“If I can get hold of a piano and some lessons and the concerts keep up you won't be able to get me away from Paris with wild horses. No, sir, I want to see what Paris is like.... It's going to my head so it'll be weeks before I know what I think about it.”
“Don't think about it.... Drink,” growled Heineman, scowling savagely.
“That's two things I'm going to keep away from in Paris; drink and women.... And you can't have one without the other,” said Walters.
“True enough.... You sure do need them both,” said Heineman.

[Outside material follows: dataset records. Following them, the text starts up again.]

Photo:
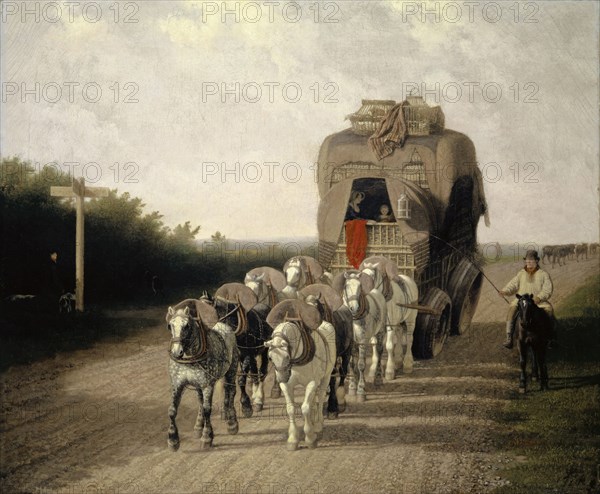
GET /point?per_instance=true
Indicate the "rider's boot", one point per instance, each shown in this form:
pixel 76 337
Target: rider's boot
pixel 510 327
pixel 552 341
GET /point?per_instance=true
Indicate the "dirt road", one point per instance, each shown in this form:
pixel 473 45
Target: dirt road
pixel 95 421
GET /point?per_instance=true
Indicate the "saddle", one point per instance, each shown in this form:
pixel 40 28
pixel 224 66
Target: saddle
pixel 244 297
pixel 306 318
pixel 329 299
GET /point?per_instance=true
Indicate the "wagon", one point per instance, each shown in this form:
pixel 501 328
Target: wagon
pixel 434 189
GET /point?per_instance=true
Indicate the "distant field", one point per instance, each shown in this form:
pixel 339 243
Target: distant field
pixel 557 433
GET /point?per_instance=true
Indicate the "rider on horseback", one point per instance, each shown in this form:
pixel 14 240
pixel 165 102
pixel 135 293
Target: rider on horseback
pixel 531 279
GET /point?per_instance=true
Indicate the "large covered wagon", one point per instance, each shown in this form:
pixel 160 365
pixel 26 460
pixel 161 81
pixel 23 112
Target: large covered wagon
pixel 433 189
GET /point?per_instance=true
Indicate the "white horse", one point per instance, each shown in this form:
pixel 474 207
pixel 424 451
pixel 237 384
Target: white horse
pixel 368 309
pixel 301 271
pixel 286 349
pixel 402 290
pixel 266 283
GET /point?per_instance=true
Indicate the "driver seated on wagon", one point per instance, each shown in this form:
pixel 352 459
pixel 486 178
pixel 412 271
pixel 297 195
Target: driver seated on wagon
pixel 531 279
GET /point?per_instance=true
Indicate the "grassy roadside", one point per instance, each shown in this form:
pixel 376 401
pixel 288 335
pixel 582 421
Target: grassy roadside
pixel 556 434
pixel 28 334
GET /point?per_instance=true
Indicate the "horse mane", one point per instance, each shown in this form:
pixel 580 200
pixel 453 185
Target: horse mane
pixel 308 342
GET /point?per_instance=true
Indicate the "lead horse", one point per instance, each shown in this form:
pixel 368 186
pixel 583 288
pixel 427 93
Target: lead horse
pixel 236 305
pixel 303 353
pixel 533 327
pixel 202 351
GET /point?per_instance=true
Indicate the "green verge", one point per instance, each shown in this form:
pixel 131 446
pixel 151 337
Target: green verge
pixel 556 433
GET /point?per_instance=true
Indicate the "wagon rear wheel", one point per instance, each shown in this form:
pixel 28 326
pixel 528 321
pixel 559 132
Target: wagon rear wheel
pixel 432 330
pixel 464 289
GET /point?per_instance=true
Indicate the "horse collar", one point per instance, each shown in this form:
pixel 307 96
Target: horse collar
pixel 200 338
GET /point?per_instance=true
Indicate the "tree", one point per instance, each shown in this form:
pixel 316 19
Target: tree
pixel 218 237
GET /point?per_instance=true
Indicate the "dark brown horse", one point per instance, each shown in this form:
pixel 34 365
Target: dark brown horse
pixel 533 329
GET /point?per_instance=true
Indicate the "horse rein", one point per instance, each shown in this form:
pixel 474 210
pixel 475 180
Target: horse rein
pixel 242 316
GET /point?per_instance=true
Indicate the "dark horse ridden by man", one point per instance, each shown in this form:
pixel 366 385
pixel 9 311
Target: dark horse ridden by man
pixel 202 351
pixel 533 330
pixel 236 305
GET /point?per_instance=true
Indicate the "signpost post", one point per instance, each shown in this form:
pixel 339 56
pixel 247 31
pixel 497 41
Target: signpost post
pixel 79 191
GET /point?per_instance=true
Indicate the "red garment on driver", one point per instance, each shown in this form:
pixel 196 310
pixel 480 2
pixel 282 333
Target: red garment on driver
pixel 356 241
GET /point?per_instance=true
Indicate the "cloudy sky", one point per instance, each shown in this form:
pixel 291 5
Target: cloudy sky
pixel 214 112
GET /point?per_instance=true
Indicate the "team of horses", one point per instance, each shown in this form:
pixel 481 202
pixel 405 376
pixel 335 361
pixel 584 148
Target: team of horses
pixel 315 330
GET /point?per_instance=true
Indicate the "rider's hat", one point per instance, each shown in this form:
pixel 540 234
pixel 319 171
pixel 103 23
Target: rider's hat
pixel 531 254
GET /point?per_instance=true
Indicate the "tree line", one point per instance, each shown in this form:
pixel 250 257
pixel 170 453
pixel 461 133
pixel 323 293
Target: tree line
pixel 124 246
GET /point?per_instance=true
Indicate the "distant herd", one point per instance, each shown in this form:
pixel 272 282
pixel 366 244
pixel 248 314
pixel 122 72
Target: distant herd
pixel 560 253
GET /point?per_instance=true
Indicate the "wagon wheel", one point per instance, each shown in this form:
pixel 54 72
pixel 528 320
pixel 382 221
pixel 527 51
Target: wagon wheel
pixel 432 330
pixel 464 289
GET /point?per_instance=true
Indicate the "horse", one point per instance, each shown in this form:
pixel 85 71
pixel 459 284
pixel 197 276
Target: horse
pixel 532 326
pixel 331 309
pixel 236 306
pixel 202 350
pixel 266 283
pixel 301 271
pixel 398 291
pixel 368 308
pixel 302 351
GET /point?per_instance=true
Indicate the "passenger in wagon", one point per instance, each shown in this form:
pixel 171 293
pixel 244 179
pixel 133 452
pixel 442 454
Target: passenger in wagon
pixel 353 211
pixel 531 279
pixel 384 214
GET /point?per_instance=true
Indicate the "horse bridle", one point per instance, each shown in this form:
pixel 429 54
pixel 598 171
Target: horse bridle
pixel 200 353
pixel 242 316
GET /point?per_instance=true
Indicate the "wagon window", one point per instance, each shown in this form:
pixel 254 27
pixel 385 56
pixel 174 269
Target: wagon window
pixel 376 196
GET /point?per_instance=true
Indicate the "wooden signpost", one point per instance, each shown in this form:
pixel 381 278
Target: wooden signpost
pixel 79 191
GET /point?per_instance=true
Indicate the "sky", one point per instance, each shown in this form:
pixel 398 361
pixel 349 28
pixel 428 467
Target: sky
pixel 214 112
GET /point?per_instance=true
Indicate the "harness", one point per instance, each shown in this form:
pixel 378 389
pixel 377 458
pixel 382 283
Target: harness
pixel 363 304
pixel 199 344
pixel 242 317
pixel 308 345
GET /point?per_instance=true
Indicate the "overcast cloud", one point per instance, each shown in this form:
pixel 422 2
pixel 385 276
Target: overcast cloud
pixel 537 144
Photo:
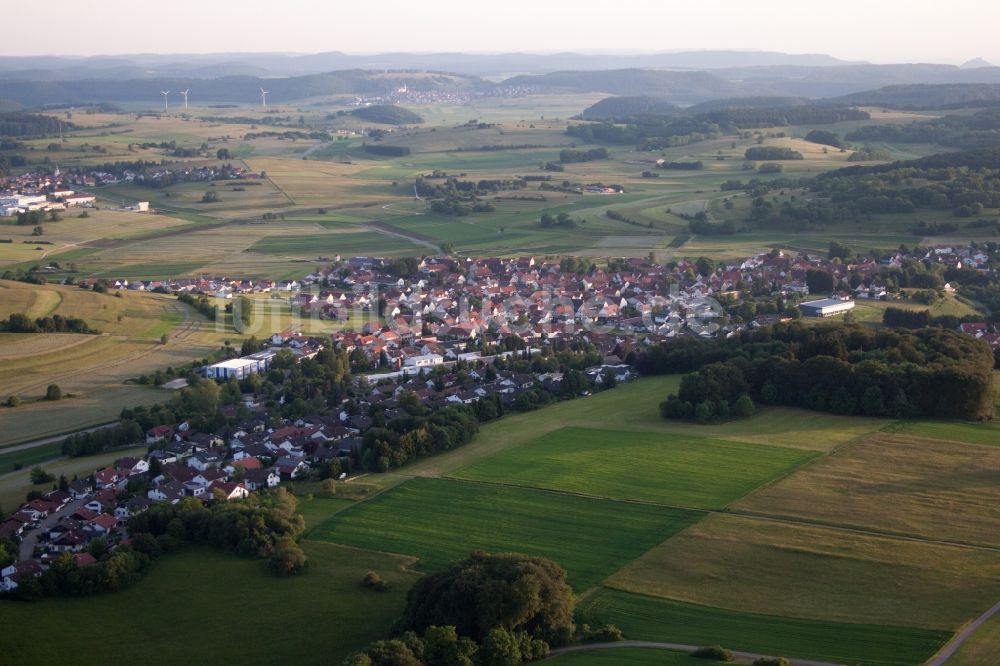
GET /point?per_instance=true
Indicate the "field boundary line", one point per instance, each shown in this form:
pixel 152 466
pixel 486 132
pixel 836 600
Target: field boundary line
pixel 742 657
pixel 951 647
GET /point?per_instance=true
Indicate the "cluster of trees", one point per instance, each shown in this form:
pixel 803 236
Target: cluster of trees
pixel 201 304
pixel 20 323
pixel 563 220
pixel 770 153
pixel 265 524
pixel 490 610
pixel 18 124
pixel 825 138
pixel 683 166
pixel 836 368
pixel 422 433
pixel 387 114
pixel 570 155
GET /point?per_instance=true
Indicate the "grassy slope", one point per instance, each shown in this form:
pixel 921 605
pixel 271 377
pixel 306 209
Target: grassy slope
pixel 896 483
pixel 751 565
pixel 440 521
pixel 203 606
pixel 647 618
pixel 678 470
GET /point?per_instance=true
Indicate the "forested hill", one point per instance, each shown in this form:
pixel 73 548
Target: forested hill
pixel 919 96
pixel 234 89
pixel 387 114
pixel 677 86
pixel 611 108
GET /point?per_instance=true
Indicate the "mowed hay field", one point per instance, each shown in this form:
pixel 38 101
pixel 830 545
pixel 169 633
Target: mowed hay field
pixel 647 618
pixel 899 484
pixel 90 369
pixel 441 520
pixel 669 469
pixel 753 565
pixel 183 612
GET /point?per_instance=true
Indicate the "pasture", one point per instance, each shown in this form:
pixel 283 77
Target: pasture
pixel 681 471
pixel 439 521
pixel 821 573
pixel 895 484
pixel 647 618
pixel 192 594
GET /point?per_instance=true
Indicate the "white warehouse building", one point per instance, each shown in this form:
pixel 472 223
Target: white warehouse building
pixel 240 368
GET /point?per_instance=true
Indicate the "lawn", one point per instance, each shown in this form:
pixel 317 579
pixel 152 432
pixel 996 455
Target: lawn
pixel 899 484
pixel 625 657
pixel 205 606
pixel 668 469
pixel 647 618
pixel 753 565
pixel 440 521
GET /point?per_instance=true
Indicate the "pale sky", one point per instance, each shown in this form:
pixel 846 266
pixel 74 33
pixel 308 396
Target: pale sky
pixel 874 30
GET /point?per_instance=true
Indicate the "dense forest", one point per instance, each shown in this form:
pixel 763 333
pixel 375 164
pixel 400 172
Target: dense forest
pixel 845 369
pixel 387 114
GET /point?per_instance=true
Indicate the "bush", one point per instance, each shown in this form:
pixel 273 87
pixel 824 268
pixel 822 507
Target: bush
pixel 713 652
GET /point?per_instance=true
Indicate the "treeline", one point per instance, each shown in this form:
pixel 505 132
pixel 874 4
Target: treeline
pixel 386 151
pixel 126 433
pixel 834 368
pixel 404 440
pixel 20 323
pixel 265 524
pixel 489 610
pixel 570 155
pixel 18 124
pixel 767 153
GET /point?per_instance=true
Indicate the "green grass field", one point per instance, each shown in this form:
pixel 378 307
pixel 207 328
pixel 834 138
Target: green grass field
pixel 440 521
pixel 205 606
pixel 625 657
pixel 647 618
pixel 668 469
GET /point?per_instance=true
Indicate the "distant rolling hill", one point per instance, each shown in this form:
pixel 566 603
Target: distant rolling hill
pixel 236 89
pixel 610 108
pixel 674 86
pixel 924 96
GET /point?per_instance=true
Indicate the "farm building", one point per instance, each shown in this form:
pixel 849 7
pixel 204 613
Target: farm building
pixel 827 307
pixel 240 368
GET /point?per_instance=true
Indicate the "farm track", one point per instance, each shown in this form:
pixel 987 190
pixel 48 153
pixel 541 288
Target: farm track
pixel 188 328
pixel 739 657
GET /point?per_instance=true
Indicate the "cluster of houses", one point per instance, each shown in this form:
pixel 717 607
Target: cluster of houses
pixel 255 454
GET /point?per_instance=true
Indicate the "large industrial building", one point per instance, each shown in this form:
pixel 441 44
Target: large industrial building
pixel 827 307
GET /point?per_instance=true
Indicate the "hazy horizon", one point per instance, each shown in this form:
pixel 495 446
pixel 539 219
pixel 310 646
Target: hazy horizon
pixel 887 32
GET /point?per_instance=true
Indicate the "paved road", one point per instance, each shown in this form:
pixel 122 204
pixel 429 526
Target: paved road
pixel 30 539
pixel 952 647
pixel 50 440
pixel 741 657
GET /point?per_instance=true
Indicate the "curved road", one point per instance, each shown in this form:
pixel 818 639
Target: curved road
pixel 959 639
pixel 744 657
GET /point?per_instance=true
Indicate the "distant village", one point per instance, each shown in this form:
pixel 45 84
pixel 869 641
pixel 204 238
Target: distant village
pixel 436 333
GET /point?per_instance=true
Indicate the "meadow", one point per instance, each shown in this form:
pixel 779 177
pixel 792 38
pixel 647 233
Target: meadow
pixel 647 618
pixel 439 521
pixel 682 471
pixel 318 617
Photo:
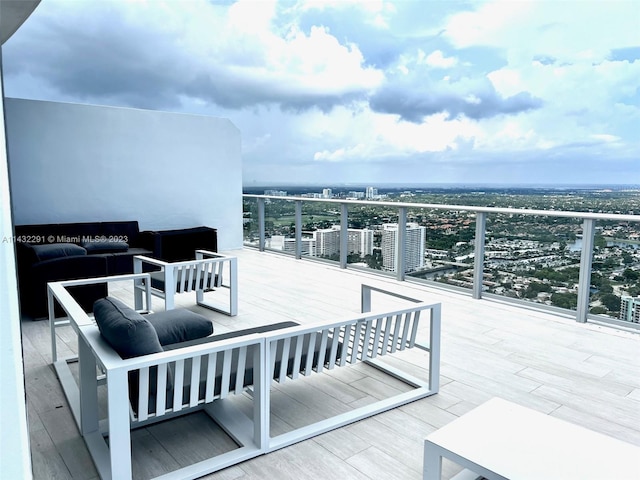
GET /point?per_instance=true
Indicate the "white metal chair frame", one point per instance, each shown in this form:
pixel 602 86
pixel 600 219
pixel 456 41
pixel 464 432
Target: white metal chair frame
pixel 364 338
pixel 206 272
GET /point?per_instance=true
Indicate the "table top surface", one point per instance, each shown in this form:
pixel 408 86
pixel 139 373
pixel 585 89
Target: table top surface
pixel 520 443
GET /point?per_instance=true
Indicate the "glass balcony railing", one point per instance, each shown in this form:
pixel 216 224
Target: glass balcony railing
pixel 582 264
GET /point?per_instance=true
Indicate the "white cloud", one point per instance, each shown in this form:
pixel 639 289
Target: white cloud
pixel 438 60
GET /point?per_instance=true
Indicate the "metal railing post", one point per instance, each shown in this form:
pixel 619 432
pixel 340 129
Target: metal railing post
pixel 478 254
pixel 584 281
pixel 261 224
pixel 401 244
pixel 298 229
pixel 344 235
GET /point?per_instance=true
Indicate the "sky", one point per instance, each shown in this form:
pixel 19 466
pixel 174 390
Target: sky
pixel 363 92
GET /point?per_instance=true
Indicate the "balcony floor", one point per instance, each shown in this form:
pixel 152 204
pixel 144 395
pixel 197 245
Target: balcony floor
pixel 584 373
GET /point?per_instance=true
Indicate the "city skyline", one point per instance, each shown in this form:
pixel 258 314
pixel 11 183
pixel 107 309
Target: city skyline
pixel 363 92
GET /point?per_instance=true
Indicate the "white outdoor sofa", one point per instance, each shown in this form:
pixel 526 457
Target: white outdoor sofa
pixel 205 375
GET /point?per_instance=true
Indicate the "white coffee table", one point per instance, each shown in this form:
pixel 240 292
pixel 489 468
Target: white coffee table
pixel 503 440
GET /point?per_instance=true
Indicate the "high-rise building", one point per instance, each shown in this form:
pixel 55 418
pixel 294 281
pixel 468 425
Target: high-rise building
pixel 279 242
pixel 360 241
pixel 630 309
pixel 327 241
pixel 416 236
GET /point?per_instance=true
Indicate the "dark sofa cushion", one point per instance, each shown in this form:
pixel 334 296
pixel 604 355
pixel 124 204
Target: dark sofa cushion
pixel 128 332
pixel 105 247
pixel 181 244
pixel 180 325
pixel 33 293
pixel 49 251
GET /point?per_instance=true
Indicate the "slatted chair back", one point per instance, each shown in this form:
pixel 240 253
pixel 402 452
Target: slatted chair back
pixel 326 346
pixel 200 274
pixel 175 381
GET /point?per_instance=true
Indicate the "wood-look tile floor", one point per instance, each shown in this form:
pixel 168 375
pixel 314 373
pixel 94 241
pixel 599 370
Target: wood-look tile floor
pixel 584 373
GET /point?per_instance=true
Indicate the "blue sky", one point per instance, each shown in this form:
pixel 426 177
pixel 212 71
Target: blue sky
pixel 543 92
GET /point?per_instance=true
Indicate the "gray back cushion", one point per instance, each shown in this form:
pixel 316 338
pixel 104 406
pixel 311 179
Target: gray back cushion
pixel 128 332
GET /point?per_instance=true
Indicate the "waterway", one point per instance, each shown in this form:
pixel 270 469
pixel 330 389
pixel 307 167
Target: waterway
pixel 630 244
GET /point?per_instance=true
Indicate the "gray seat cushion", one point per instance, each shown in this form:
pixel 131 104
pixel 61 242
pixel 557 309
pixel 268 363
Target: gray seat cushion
pixel 128 332
pixel 180 325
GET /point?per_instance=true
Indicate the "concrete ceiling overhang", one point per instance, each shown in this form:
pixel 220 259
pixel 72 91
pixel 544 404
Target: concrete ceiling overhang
pixel 13 13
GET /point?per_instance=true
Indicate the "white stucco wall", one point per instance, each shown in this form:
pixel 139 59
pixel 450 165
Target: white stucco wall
pixel 76 163
pixel 15 457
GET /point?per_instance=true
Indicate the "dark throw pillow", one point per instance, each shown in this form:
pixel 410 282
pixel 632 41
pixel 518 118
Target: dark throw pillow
pixel 49 251
pixel 181 325
pixel 105 247
pixel 128 332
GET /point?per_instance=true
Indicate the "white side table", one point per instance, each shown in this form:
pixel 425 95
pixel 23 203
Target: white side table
pixel 502 440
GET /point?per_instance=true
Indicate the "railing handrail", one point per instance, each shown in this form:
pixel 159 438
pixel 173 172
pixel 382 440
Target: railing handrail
pixel 439 206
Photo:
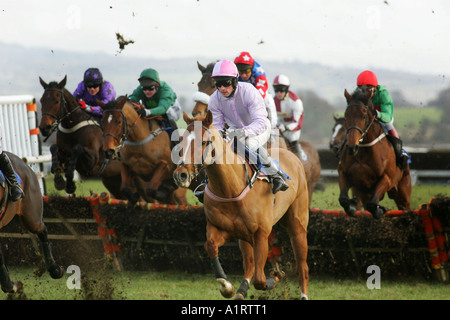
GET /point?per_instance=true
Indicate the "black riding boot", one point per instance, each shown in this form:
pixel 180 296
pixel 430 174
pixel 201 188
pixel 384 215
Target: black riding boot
pixel 5 165
pixel 270 169
pixel 401 159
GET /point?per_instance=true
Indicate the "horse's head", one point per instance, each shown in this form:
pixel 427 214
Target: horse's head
pixel 338 133
pixel 196 150
pixel 206 83
pixel 53 104
pixel 359 117
pixel 115 123
pixel 201 100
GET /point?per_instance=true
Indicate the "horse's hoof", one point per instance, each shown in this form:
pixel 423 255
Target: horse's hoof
pixel 15 287
pixel 376 210
pixel 239 296
pixel 70 188
pixel 60 183
pixel 226 288
pixel 56 271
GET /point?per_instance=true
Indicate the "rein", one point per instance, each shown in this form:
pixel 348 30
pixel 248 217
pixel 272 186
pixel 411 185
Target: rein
pixel 363 133
pixel 123 140
pixel 199 168
pixel 58 120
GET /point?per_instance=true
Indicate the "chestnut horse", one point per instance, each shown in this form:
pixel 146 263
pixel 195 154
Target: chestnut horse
pixel 79 140
pixel 367 161
pixel 30 209
pixel 310 160
pixel 237 208
pixel 338 135
pixel 144 150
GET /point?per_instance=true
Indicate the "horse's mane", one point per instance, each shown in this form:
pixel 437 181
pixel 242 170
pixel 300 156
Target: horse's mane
pixel 113 104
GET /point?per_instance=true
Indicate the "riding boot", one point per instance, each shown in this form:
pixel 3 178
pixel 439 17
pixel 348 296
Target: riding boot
pixel 5 165
pixel 401 158
pixel 300 153
pixel 270 169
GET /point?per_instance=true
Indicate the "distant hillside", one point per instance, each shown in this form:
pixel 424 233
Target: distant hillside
pixel 21 68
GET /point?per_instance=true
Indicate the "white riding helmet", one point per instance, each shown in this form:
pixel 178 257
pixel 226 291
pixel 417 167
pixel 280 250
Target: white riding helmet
pixel 281 80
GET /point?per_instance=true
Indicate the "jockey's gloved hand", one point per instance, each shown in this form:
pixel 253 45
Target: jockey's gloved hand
pixel 144 112
pixel 238 133
pixel 84 106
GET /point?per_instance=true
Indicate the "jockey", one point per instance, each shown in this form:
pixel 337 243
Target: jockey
pixel 94 88
pixel 159 100
pixel 289 103
pixel 6 167
pixel 384 106
pixel 251 71
pixel 157 97
pixel 240 106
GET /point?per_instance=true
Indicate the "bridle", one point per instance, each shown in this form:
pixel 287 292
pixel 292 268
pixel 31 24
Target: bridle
pixel 62 108
pixel 198 168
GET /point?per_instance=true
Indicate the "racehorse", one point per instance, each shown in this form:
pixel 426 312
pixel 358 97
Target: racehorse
pixel 79 140
pixel 310 160
pixel 30 209
pixel 367 161
pixel 235 207
pixel 144 148
pixel 338 135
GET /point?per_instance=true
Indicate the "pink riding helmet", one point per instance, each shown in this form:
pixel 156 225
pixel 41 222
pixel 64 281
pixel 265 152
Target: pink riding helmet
pixel 224 68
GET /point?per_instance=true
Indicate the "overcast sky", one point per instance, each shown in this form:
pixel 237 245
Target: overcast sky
pixel 395 34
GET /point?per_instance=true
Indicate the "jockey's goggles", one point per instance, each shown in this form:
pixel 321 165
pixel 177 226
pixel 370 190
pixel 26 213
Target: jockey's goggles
pixel 245 71
pixel 92 85
pixel 281 88
pixel 150 88
pixel 225 83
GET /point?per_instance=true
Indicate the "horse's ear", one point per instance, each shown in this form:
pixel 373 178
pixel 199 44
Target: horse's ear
pixel 100 103
pixel 186 118
pixel 62 84
pixel 347 95
pixel 43 83
pixel 200 67
pixel 208 119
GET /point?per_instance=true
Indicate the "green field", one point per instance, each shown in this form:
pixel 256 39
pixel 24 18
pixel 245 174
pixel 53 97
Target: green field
pixel 108 284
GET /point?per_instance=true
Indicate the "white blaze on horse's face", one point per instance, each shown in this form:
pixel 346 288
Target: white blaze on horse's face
pixel 337 128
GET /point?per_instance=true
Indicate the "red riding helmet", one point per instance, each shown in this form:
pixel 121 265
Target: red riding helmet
pixel 367 78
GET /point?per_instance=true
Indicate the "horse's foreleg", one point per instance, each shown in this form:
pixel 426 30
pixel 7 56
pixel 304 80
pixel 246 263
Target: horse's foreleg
pixel 299 243
pixel 349 205
pixel 77 151
pixel 125 188
pixel 7 285
pixel 373 205
pixel 55 270
pixel 260 251
pixel 215 239
pixel 249 269
pixel 60 183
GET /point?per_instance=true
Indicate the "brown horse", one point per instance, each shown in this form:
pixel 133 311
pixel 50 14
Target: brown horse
pixel 79 140
pixel 338 135
pixel 368 163
pixel 30 209
pixel 145 153
pixel 237 208
pixel 310 160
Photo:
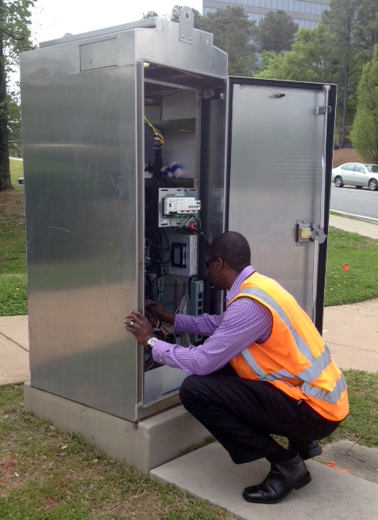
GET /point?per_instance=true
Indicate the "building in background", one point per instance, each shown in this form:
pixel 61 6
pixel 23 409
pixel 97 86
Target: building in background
pixel 306 13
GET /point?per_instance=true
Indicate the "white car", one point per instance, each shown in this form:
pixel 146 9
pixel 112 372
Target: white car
pixel 356 174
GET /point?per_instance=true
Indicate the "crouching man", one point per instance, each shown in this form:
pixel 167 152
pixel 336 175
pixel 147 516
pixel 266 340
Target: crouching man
pixel 263 370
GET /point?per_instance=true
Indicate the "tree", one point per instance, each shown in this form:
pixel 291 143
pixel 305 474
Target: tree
pixel 311 58
pixel 15 19
pixel 343 22
pixel 276 32
pixel 233 32
pixel 365 127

Andrews was not listening to their talk; twirling the stem of his glass of vermouth in his fingers, he was thinking of the Queen of Sheba slipping down from off the shoulders of her elephant, glistening fantastically with jewels in the light of crackling, resinous torches. Music was seeping up through his mind as the water seeps into a hole dug in the sand of the seashore. He could feel all through his body the tension of rhythms and phrases taking form, not quite to be seized as yet, still hovering on the borderland of consciousness. “From the girl at the cross-roads singing under her street-lamp to the patrician pulling roses to pieces from the height of her litter....All the imaginings of your desire....” He thought of the girl with skin like old ivory he had seen in the Place de Medicis. The Queen of Sheba's face was like that now in his imaginings, quiet and inscrutable. A sudden cymbal-clanging of joy made his heart thump hard. He was free now of the imaginings of his desire, to loll all day at cafe tables watching the tables move in changing patterns before him, to fill his mind and body with a reverberation of all the rhythms of men and women moving in the frieze of life before his eyes; no more like wooden automatons knowing only the motions of the drill manual, but supple and varied, full of force and tragedy.
“For Heaven's sake let's beat it from here.... Gives me a pain this place does.” Heineman beat his fist on the table.
“All right,” said Andrews, getting up with a yawn.
Henslowe and Andrews walked off, leaving Walters to follow them with Heineman.
“We're going to dine at Le Rat qui Danse,” said Henslowe, “an awfully funny place.... We just have time to walk there comfortably with an appetite.”
They followed the long dimly-lighted Rue de Richelieu to the Boulevards, where they drifted a little while with the crowd. The glaring lights seemed to powder the air with gold. Cafes and the tables outside were crowded. There was an odor of vermouth and coffee and perfume and cigarette smoke mixed with the fumes of burnt gasoline from taxicabs.